Analysis and Correlation of Data Sets
Much of the data is time series, and one variable is easy to trace. But many trends are a consequence of the interaction of several factors. For example, the response time may decrease when multiple transactions simultaneously perform the same action. Such trends are almost impossible to detect “with the naked eye” or with the help of traditional analytics. But properly trained applications will accommodate these correlations and trends.
New development metrics
In all likelihood, you are collecting data on the speed of delivery, indicators of search and correction of errors, plus data obtained from the system of continuous integration. The possibilities for finding any combination of data are enormous.
Historical data context
One of the biggest problems in DevOps is to learn from your mistakes. Even if there is a strategy of constant feedback, then, most likely, this is something like a wiki, which describes the problems we encountered, and what we did to investigate them. A common solution is to restart the server or restart the application. Machine learning systems can analyze data and clearly show what happened in the last day, week, month, or year. You can see seasonal or daily trends. They will at any time give us a picture of our application.
Search for root causes
This feature is important for improving the quality of applications and allows developers to fix availability or performance problems. Often, failures and other problems are not fully investigated, because they promptly solve the problem of restoring the functionality of the application. Sometimes a reboot restores work, but the main cause of the problem is lost.
The correlation between monitoring tools
In DevOps, several tools are often used to view and process data. Each of them controls the performance and performance of the application in different ways, but lacks the ability to find the relationship between this data from different tools. Machine learning systems can collect all of these disparate data streams, use them as raw data, and create a more accurate and reliable picture of the state of the application.
Orchestration efficiency
If there are metrics for the orchestration process, machine learning can be used to determine how effectively this orchestration is performed. Inefficiency can be the result of incorrect methods or poor orchestration, so studying these characteristics can help both in the choice of tools and in the organization of processes.
Prediction of failure at a certain point in time
If you know that monitoring systems give certain readings during a failure, then a machine learning application can look for these patterns as a prerequisite for a particular type of failure. If you understand the reason for this failure, you can take action to avoid it.
Optimization of a specific metric
Want to increase uptime? Maintain performance standard? Reduce the time between deployments? An adaptive machine learning system can help. Adaptive systems - systems without a specific answer or result. Their goal is to obtain input data and optimize certain characteristics. For example, air ticket sales systems try to fill in airplanes and optimize revenues by changing ticket prices up to three times a day. You can similarly optimize DevOps processes. The neural network is trained to maximize (or minimize) the value, rather than achieve a known result. This allows the system to change its parameters during operation in order to gradually achieve the best result.

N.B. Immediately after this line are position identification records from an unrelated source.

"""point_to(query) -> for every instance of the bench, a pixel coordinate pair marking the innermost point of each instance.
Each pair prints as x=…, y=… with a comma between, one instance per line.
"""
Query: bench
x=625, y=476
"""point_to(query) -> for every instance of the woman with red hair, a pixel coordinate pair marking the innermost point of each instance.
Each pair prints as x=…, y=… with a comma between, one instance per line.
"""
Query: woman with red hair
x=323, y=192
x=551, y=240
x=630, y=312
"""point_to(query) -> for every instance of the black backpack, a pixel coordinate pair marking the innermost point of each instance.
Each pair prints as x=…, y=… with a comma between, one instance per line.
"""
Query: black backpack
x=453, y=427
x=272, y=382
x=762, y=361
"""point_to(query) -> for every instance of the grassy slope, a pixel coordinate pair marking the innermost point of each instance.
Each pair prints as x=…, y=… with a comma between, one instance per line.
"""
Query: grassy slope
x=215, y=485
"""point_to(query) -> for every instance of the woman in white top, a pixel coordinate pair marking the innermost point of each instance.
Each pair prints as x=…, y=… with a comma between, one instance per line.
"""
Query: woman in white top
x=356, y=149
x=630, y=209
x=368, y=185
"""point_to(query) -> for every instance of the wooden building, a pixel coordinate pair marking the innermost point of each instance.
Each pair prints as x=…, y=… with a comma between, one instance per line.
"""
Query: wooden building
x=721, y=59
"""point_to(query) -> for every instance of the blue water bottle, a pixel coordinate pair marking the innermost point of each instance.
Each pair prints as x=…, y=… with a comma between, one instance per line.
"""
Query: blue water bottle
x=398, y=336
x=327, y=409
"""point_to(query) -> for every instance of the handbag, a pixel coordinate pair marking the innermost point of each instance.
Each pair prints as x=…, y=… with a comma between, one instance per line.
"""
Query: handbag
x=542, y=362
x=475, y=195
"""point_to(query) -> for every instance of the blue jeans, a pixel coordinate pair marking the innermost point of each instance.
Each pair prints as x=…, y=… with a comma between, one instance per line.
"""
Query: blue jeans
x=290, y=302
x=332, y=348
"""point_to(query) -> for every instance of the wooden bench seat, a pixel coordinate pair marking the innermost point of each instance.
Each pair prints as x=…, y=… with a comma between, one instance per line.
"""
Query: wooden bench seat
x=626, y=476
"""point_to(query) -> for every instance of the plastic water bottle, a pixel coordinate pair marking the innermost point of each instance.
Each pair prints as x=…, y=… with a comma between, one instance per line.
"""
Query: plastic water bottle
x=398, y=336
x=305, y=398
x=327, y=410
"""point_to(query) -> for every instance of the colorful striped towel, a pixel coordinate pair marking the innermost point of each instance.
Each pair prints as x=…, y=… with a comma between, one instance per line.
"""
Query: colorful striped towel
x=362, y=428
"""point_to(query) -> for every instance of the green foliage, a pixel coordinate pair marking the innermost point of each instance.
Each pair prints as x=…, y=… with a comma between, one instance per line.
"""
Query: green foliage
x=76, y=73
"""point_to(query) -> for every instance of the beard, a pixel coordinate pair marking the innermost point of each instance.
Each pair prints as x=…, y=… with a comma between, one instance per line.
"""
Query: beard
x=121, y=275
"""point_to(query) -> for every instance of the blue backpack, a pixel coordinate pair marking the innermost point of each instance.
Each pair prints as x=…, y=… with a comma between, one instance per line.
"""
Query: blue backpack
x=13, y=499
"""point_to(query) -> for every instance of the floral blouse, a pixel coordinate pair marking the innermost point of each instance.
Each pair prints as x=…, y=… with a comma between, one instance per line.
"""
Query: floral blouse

The ultimate goal is to improve, in a measurable way, DevOps methods from concept to deployment and decommissioning.


Machine learning systems are able to process a variety of real-time data and provide an answer that DevOps developers can use to improve processes and better understand application behavior.

Acceleration of processes


The result will be DevOps acceleration - a combination of software development and operation. Instead of weeks and months, they are reduced to days.


The DevOps cycle (idea, creation, product release, measurement, data collection, study) requires acceleration.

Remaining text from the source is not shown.